Command Hospital, Western Command, has successfully performed its first live renal transplant, marking a milestone in the military healthcare system. In a moving gesture of familial sacrifice, a mother donated her kidney to her daughter, the wife of a serving Indian Army soldier who had been dependent on dialysis.
The complex procedure was carried out by a multidisciplinary team of specialists, highlighting the hospital’s growing capability in advanced organ transplant surgery. The transplant adds to India’s reliance on live-related donations, which account for more than 90% of kidney transplants nationally, according to a report by the Indian Journal of Nephrology.

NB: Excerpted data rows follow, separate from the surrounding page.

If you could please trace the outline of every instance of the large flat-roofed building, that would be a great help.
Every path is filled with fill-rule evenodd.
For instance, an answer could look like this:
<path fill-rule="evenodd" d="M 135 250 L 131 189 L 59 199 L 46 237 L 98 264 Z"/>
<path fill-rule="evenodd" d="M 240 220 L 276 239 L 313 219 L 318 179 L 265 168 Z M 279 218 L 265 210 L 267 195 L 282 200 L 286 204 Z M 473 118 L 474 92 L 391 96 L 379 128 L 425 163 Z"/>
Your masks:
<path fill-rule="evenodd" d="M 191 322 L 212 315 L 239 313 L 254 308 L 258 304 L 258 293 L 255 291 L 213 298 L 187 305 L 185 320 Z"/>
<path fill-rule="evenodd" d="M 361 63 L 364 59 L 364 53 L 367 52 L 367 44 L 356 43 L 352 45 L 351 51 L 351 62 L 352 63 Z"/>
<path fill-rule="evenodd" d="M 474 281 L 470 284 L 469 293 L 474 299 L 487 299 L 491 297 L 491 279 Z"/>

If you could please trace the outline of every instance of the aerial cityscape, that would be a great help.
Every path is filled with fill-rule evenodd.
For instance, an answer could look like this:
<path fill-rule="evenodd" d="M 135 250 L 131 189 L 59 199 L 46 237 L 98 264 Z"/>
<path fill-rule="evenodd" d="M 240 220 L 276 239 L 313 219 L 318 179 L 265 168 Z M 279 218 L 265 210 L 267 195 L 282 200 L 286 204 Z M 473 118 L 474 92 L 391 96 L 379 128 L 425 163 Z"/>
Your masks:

The operation comes at a time when India continues to face a severe organ shortage, with the country’s organ donation rate standing at only 0.65 per million people, as reported by the National Organ and Tissue Transplant Organization (NOTTO). Family-led donations remain a vital lifeline for thousands of patients awaiting transplants.
Command Hospital Western Command was recognized in 2024 as the ‘Best Emerging National Transplant Retrieval Hospital,’ an honor reflecting its steady progress, with 75 transplants conducted since 2014. The latest surgery reinforces its leadership in critical care and organ retrieval within the armed forces’ medical network.

Global examples such as the robotic-assisted kidney transplant between a mother and daughter in Louisiana earlier this year underline the medical significance of such operations. A study published in The Lancet estimates a 10-year graft survival rate of 85% for live-donor kidney transplants, offering hope for long-term recovery and improved quality of life.
This success story at Command Hospital not only boosts morale among military families but also signals a broader push for surgical excellence in military medicine, inspiring further innovation and improved access to complex procedures across India’s defense healthcare system.